These days all too often boats tend to be assessed by their size rather than by their style. But there was a time when the likes of Sophia Loren and Richard Burton, Anita Ekberg and Sean Connery thought smaller and considerably chicer: their choice was an Aquarama, a Triton or an Ariston, one of the craft by Riva, Italian boatbuilder since 1842.
Hand-built with mahogany decking – apparently scrubbed to a mirror shine by some leathery deckhand – luxe seating and a seat configuration that made it more the water’s answer to a Ferrari, a Riva seemed conceived for cutting across Lake Como or cruising Venetian canals. Riva has become something akin to the Rolls-Royce of motorboats, bought as much as a brand as a vessel.
The Aquarama may have ceased production in 1996 – though 8m versions still change hands for anywhere between US$400,000 and $700,000 – and has since been superseded by more advanced craft from Riva. But its style lives on, having become of sufficient cultural capital that other boat-makers can’t help but reference it – even if it, in turn, had been inspired buy the Chris-Craft wooden speedboats of the 1920s and 1930s.
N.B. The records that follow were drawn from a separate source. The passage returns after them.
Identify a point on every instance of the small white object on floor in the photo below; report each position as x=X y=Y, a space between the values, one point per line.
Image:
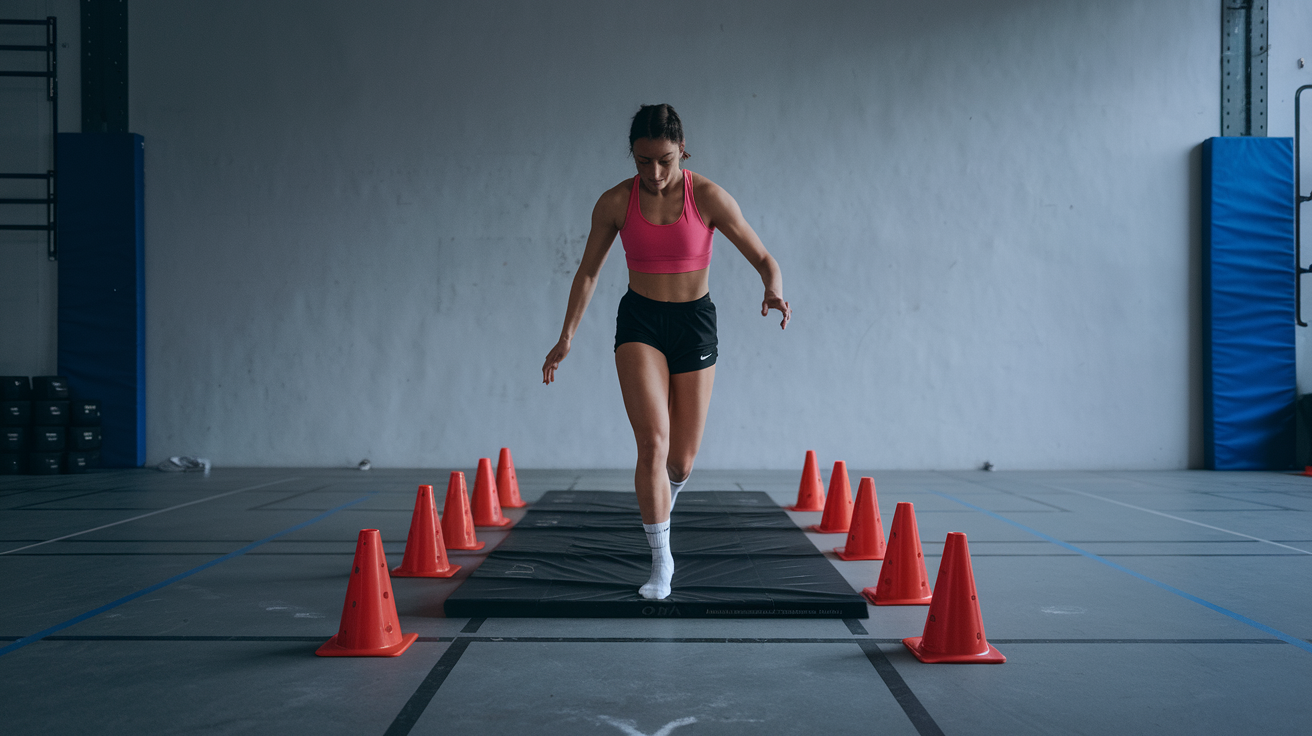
x=184 y=463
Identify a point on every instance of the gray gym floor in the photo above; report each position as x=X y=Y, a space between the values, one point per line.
x=1126 y=602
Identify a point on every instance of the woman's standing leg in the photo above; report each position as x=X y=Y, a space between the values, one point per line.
x=644 y=382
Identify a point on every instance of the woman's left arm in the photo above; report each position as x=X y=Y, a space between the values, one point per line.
x=723 y=213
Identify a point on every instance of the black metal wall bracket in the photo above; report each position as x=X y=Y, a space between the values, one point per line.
x=1299 y=198
x=51 y=78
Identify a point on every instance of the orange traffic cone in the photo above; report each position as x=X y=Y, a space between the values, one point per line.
x=507 y=484
x=954 y=630
x=866 y=537
x=903 y=580
x=487 y=507
x=425 y=554
x=369 y=626
x=837 y=504
x=457 y=521
x=810 y=491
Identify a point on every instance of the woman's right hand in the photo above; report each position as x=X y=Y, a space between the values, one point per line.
x=554 y=357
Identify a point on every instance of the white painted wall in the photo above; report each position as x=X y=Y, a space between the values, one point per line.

Take, for example, Beau Lake, the US maker of arguably the world’s most beautiful paddle-boards. It has now launched its two-seater boat, the Runabout, with a molded fibreglass tunnel hull – co-designed by one of the America’s Cup designers – an inlaid veneer deck, leather seats, hand-carved wooden tiller, integrated cooler and stainless steel driveshaft. The difference between this and a Riva? This is a pedal boat. Yes, that’s right, it’s a very upscale, US$20,000 version of the kind of molded fibreglass craft found on boating lakes, based on the idea first proposed by Leonardo da Vinci.
Why make an engine-free boat? Well, there’s the environmental benefit, of course. But this is a craft designed for those who live on calm lakes – much as the Riva Aquarama was – and who need a simple means of getting about on that lake: for fishing, for example, to get between properties on the shoreline, or as a hub from which to swim. It’s good exercise too.
It’s an idea that, while old, is catching on again. The Nauicraft Corporation, another pedal boat maker – whose Escapade model made it into the Guinness Book of World Records for completing a crossing of the English Chanel – even offers a four person version, as well as one in which the pedalling charges an electric battery, allowing for a rest should one need it.